Anyway, Friday night was a teensy bit very totally excessive. So much so that it has turned, some fucking how, into Saturday night. (This has surprised nobody more than me, let me tell you. I opened my front door and sat on my sofa expecting to see some 5am repeat of a Dutch football match - FC Shavenhaven against Sporting Club Anal Sex or something - but fucking X-Factor was starting! WOW!)
The night has made me feel more philosophical than usual. (Actually, the night, then the day, then a bit of night again!) Now, I know that may surprise some of you who know that if I am anything, I am a really, really philosophical bloke. I am totally philosophical. I am! I'm a right philosophical cunt.
Where was I? I dunno. Oh yeah - philosophy. I've been thinking lately that, you know, maybe I'm not cut out for marketing. Maybe I should just knock it on the head. Maybe I should just...I dunno...look for something else to do.

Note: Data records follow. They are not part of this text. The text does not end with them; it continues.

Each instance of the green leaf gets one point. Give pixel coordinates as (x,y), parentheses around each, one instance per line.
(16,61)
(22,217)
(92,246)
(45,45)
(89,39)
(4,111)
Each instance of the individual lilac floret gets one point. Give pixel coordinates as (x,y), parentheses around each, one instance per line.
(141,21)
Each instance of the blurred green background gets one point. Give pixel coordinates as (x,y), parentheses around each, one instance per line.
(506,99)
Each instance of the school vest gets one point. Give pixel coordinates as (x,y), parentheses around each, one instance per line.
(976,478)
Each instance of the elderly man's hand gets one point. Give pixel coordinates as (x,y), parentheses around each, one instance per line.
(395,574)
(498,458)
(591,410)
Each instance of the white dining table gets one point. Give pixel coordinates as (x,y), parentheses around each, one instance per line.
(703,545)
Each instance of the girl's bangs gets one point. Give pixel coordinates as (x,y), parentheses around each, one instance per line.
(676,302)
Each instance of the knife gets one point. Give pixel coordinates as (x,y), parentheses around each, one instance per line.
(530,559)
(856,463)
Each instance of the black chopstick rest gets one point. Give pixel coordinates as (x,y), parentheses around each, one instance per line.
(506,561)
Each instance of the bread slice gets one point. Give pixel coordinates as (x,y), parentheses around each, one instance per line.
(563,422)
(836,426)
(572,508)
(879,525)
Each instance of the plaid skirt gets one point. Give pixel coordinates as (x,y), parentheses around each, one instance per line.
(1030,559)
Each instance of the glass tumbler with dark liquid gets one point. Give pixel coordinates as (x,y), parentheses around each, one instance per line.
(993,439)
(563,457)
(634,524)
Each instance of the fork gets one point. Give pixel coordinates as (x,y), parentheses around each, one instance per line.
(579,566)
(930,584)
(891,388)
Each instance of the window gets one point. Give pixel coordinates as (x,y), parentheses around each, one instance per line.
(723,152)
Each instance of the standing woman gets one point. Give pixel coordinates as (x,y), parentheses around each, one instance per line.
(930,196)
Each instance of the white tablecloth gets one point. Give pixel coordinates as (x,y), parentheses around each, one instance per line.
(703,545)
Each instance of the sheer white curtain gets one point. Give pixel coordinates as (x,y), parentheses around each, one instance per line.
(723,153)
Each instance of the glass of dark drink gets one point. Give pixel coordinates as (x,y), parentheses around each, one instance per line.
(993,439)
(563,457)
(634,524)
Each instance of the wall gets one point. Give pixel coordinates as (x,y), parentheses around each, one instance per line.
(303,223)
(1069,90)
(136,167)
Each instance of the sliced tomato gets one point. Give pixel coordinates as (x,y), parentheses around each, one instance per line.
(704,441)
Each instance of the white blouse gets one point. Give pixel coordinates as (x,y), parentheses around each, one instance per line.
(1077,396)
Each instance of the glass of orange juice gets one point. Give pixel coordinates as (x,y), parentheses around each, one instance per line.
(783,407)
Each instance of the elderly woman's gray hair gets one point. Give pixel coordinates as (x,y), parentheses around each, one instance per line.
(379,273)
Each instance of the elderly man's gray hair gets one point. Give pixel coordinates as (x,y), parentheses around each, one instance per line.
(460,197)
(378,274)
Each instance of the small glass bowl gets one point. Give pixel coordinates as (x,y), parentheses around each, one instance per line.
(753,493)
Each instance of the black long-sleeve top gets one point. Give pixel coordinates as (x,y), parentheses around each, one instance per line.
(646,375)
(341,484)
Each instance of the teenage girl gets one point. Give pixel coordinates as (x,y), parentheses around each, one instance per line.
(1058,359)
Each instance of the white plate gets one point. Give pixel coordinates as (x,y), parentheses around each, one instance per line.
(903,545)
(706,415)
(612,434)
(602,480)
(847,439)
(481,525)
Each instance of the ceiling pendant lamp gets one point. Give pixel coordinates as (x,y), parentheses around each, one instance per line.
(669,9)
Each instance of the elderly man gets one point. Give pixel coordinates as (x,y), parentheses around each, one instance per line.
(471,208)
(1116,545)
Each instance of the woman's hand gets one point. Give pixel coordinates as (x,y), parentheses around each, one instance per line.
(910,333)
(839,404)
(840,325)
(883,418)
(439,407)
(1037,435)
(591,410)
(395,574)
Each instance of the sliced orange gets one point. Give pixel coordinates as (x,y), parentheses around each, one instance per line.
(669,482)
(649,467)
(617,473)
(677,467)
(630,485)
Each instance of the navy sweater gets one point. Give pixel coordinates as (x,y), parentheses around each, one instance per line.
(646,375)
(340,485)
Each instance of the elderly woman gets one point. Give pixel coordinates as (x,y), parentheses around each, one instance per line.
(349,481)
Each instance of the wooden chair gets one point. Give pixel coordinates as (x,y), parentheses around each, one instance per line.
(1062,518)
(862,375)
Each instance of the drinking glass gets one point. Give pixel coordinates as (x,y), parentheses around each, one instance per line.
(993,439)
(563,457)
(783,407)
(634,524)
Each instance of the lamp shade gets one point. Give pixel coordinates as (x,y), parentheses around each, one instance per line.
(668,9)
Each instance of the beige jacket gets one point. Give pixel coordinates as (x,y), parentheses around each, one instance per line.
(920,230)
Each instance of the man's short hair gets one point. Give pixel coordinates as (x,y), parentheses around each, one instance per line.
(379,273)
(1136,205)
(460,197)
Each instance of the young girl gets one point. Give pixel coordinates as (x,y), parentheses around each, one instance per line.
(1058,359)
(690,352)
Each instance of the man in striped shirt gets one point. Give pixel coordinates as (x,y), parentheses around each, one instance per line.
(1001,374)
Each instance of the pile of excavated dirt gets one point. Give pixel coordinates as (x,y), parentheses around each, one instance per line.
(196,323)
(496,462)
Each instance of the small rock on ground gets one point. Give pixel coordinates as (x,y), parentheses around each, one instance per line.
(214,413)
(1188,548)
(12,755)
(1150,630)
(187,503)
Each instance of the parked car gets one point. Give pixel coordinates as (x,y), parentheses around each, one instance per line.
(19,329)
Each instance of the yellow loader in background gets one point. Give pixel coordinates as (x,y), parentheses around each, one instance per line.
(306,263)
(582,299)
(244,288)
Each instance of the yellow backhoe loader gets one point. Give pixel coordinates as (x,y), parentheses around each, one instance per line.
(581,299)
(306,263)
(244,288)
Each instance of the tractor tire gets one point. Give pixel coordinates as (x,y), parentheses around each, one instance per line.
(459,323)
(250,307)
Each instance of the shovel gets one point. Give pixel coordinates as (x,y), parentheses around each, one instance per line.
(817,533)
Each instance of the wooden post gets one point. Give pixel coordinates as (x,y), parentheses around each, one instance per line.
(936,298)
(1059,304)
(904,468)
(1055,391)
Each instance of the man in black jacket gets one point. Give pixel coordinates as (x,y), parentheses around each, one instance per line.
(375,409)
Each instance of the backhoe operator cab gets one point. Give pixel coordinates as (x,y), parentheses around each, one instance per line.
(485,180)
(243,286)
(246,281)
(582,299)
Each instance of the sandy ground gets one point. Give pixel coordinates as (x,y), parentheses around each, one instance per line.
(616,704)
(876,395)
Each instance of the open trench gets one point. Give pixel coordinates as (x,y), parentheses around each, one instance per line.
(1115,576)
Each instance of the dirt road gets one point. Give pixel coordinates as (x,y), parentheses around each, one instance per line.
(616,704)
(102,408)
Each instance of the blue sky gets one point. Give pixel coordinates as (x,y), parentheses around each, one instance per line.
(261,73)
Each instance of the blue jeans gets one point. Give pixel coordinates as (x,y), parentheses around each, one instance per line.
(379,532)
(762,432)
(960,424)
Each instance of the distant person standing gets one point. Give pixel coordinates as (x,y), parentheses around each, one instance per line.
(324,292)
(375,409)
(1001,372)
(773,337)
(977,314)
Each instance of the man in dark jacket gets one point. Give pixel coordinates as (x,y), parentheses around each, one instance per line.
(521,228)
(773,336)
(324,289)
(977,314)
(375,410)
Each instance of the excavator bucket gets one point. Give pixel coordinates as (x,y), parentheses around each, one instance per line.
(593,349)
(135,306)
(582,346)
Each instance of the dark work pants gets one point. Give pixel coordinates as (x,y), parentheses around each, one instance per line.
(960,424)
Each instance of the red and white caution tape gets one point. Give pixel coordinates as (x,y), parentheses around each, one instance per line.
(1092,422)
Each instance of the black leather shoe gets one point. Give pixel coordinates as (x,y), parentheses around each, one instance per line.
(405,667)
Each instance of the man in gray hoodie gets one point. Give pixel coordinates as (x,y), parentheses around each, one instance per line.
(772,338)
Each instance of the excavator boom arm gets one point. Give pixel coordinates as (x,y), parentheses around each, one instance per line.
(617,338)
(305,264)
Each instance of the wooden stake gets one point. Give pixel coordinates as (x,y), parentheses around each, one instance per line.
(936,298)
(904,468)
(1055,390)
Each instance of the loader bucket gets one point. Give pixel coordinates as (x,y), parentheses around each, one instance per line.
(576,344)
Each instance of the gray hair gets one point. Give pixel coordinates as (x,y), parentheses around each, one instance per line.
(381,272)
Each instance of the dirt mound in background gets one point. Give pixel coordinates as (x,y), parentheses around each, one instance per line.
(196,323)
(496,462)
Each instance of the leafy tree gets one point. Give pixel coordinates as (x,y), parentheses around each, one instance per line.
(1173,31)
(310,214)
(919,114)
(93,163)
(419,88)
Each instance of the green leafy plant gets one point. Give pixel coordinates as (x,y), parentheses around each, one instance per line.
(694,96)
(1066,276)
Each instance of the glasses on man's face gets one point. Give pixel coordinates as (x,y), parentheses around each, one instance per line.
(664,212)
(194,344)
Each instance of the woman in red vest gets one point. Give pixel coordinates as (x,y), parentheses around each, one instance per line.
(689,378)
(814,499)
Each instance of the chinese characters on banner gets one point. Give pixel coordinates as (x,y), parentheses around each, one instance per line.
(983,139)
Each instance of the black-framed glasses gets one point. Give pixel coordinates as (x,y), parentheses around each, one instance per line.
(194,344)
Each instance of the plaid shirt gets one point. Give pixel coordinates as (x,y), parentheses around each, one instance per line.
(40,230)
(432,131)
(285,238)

I mean, Rupert Abbott gets all this attention for being a clever cunt, and I just seem to attract ridicule and derision. Even my mother, who loves me more than anyone in the world, said to me the other day, 'David. You really are the biggest mistake of my life - and that includes the shoulder pads I had surgically implanted in 1987.'
So...I've been thinking. Maybe this is as far as I can take things. Maybe it's time to say I AM THE CLIENT one last time.
So...here it is.
HA HA HA HA HA! NO FUCKING CHANCE! I'M A FUCKING GENIUS! I COULD KEEP THIS SHIT UP FOR FUCKING YEARS AND YEARS AND YEARS! I'M AN UNSTOPPABLE FORCE! LIKE A FUCKING HEN PARTY! UNSTOPPABLE! I'M A MARKETING HEN PARTY AND THE ONLY WAY I'M STOPPING IS IF THE BRIDE STARTS HAVING LAST MINUTE REGRETS!
So...like...I'm not going to...like...stop...or...I feel like I've lost control of this analogy a bit. The hen party thing. It sounds better if you shout it without really thinking. I think I need to got to bed.
Why? Because I AM THE fuck me I'm tired.